Eine kurze postoperative ward round mit D. Goche, W. Chisenga und C. Weidemann beendete am späten Nachmittag die gemeinsame urologische Woche.
Fazit:
Aktuell ist kein Urologe in Malawi tätig. Auf Grund der hohen Zahl an subvesikalen Obstruktionen bei Prostatahyperplasie, infektiös oder traumatisch bedingten Harnröhrenstrikturen, Harnsteinen, teils fortgeschrittener Harnblasentumore vor allem in Folge der Bilharziose und anderer Krankheitsbilder besteht ein hoher Bedarf an urologischer Versorgung. Am ZCH werden urologische Patienten bisher durch die chirurgische Abteilung soweit dies möglich ist versorgt, vor allem durch Duncan Goche, Daniel Nyirenda und Dr. Enock Ludzu. Teams aus Kanada und Deutschland unterstützen die urologische Versorgung am Krankenhaus im Rahmen zeitlich begrenzter Visiten seit 2016 vor Ort. Duncan Goche konnte auch nach seinen Hospitationen in Deutschland das operative Spektrum erweitern. Neben den transurethralen Resektionen und Urethrotomien führt er die offenen Prostataadenomektomien sicher durch. Erstmals operierte er nach seiner Hospitation 2018 eine plastische Harnröhrenstrikturrekonstruktion mit Mundschleimhauttransplantat selbständig am ZCH im März 2019.

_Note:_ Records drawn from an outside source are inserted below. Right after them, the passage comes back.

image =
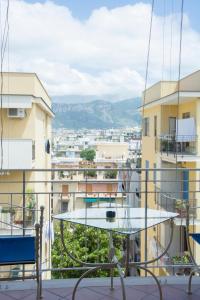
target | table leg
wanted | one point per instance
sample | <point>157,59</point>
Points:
<point>82,276</point>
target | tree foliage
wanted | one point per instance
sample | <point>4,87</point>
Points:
<point>87,244</point>
<point>88,154</point>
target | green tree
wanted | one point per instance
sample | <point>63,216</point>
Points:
<point>88,154</point>
<point>87,244</point>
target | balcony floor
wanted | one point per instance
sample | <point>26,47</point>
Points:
<point>98,289</point>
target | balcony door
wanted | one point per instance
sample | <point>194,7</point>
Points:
<point>172,126</point>
<point>185,185</point>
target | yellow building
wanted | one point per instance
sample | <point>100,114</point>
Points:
<point>171,126</point>
<point>25,128</point>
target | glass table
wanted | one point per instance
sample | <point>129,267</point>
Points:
<point>117,219</point>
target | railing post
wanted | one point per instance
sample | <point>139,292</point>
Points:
<point>24,200</point>
<point>146,199</point>
<point>24,209</point>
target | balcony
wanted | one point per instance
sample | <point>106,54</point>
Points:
<point>177,148</point>
<point>17,154</point>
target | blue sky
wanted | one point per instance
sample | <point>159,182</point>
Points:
<point>81,49</point>
<point>83,8</point>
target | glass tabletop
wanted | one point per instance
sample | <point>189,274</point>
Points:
<point>125,220</point>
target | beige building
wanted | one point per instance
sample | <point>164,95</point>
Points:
<point>171,127</point>
<point>26,117</point>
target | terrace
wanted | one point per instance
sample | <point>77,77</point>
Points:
<point>172,270</point>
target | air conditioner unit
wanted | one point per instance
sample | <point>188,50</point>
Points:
<point>16,113</point>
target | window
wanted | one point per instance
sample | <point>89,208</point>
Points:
<point>155,125</point>
<point>146,127</point>
<point>172,126</point>
<point>154,173</point>
<point>64,206</point>
<point>65,189</point>
<point>109,187</point>
<point>186,115</point>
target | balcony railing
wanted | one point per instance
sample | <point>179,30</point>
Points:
<point>27,192</point>
<point>177,145</point>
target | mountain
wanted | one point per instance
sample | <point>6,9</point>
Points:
<point>98,114</point>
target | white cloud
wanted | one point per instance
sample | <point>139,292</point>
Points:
<point>104,55</point>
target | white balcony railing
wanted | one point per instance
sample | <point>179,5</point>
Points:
<point>17,154</point>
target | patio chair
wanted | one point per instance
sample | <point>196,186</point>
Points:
<point>24,250</point>
<point>196,238</point>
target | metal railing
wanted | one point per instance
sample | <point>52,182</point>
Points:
<point>61,190</point>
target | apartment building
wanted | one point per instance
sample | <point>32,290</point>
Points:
<point>25,127</point>
<point>171,127</point>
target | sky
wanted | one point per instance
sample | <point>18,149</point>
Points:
<point>98,47</point>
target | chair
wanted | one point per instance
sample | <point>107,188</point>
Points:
<point>196,238</point>
<point>24,249</point>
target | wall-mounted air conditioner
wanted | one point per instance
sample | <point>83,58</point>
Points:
<point>16,113</point>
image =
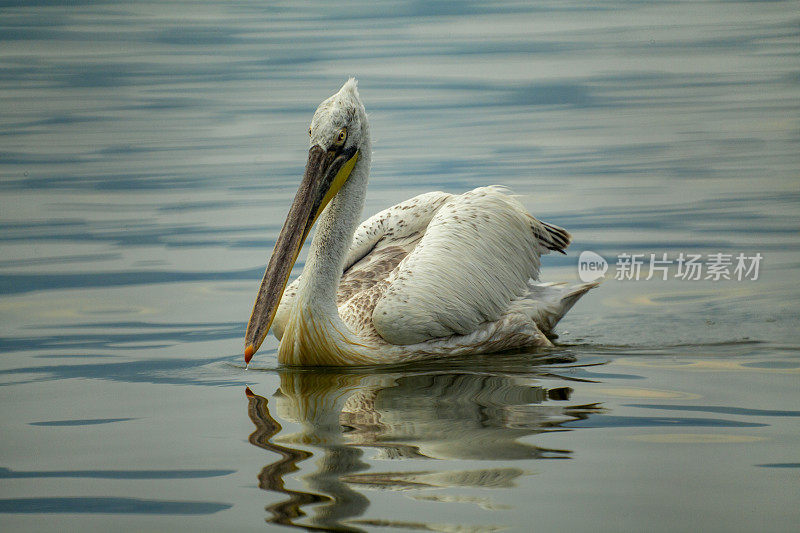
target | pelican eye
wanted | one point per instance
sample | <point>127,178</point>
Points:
<point>341,137</point>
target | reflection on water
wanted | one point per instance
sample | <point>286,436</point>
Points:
<point>430,415</point>
<point>149,151</point>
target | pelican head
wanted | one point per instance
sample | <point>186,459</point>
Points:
<point>337,132</point>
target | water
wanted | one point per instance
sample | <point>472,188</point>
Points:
<point>148,155</point>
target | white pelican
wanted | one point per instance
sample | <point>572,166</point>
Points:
<point>437,275</point>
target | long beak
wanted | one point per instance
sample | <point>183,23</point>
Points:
<point>326,172</point>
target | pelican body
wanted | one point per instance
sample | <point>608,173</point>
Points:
<point>437,275</point>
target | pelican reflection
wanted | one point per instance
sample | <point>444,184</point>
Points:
<point>351,424</point>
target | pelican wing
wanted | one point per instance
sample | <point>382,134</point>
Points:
<point>477,254</point>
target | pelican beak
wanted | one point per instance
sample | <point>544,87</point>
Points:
<point>326,172</point>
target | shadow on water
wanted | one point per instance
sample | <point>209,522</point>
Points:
<point>413,415</point>
<point>432,416</point>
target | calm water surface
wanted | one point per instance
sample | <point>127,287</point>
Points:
<point>148,155</point>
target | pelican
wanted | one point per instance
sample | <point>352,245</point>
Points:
<point>437,275</point>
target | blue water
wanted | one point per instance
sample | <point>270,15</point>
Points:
<point>148,155</point>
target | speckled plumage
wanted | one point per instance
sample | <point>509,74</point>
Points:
<point>436,275</point>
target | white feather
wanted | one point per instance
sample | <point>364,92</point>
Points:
<point>436,275</point>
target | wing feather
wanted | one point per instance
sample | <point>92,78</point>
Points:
<point>477,254</point>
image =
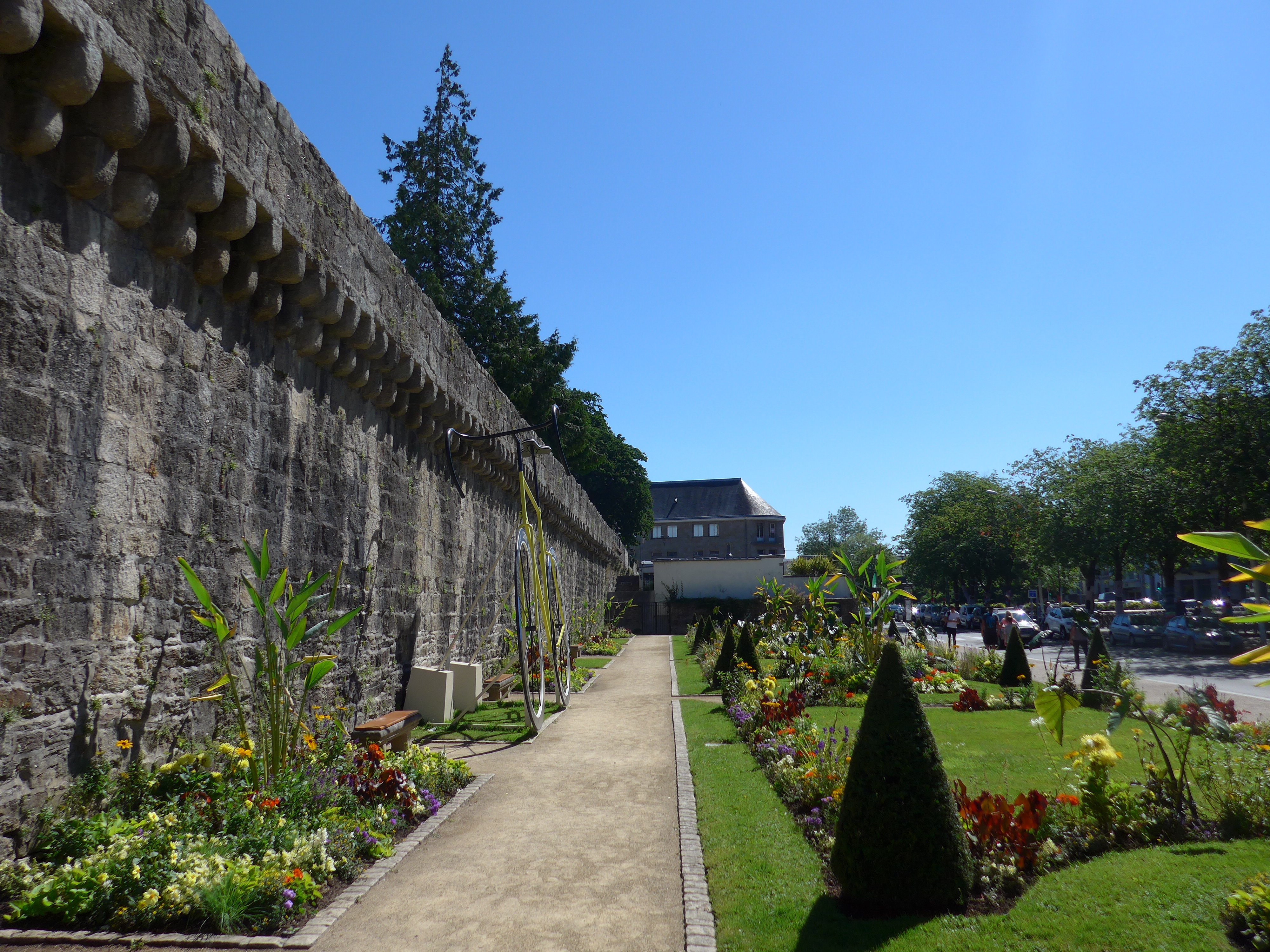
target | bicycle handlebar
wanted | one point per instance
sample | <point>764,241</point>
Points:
<point>453,435</point>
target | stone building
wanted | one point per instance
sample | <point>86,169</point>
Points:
<point>204,340</point>
<point>712,520</point>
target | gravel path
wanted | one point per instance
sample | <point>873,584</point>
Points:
<point>575,845</point>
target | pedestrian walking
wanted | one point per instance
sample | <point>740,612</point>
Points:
<point>990,629</point>
<point>1080,643</point>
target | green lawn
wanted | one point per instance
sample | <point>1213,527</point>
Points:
<point>501,722</point>
<point>769,896</point>
<point>686,668</point>
<point>1000,751</point>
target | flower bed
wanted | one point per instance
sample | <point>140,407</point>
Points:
<point>192,849</point>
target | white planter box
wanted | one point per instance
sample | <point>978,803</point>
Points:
<point>469,686</point>
<point>431,692</point>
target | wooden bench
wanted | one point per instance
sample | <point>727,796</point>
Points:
<point>392,729</point>
<point>498,689</point>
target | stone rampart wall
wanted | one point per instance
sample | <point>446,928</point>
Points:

Die Qualität der Versorgung konnte darüber hinaus durch die nun vorhandene Verfügbarkeit von Laborwerten wie Blutbild, Kreatinin und Blutzucker gesteigert werden.
Mit dem Ziel einer eigenen urologischen Abteilung, die auf malawischen Füßen stehen soll, trafen sich erstmals die „stakeholder“ aus Malawi, Kanada und Deutschland in Zomba. Die Bündelung der laufenden Förderprogramme für die Ausbildung und Abstimmung der Maßnahmen konnte gemeinsam besprochen werden. Als Erfolg kann u.a. die Einbindung der nurses in die Woche einschl. der ersten urologischen OP-Schwester gewertet werden. Das Interesse an der Urologie ging über das ZCH hinaus, was durch die Teilnahme der Kollegen aus Blantyre und von Dr. Mabedi zum Ausdruck kam. Die gemeinsame Zeit mit Dr. Chisenga, dem potentiell ersten Arzt für Urologie am ZCH war für das Projekt von großer Bedeutung. Eine Hospitation für W. Chisenga und G. Chipao in Deutschland (geplant in Erfurt) soll für den Herbst 2019 ermöglicht werden. Insgesamt konnten großes Interesse und eine Aufbruchstimmung festgestellt werden. Regelmäßige Besuche in Zomba sind erforderlich.
Auf Grund der vielen Anstöße, die die Tage in Zomba gegeben haben, hat sich die anstehende Arbeit für die Projektgruppe Urologie vervielfacht. Ein kurzfristiges Ziel muss die Vergrößerung unserer Arbeitsgruppe sein, da die vielen Aufgaben von dem kleinen Team nur schwer bewältigt werden können.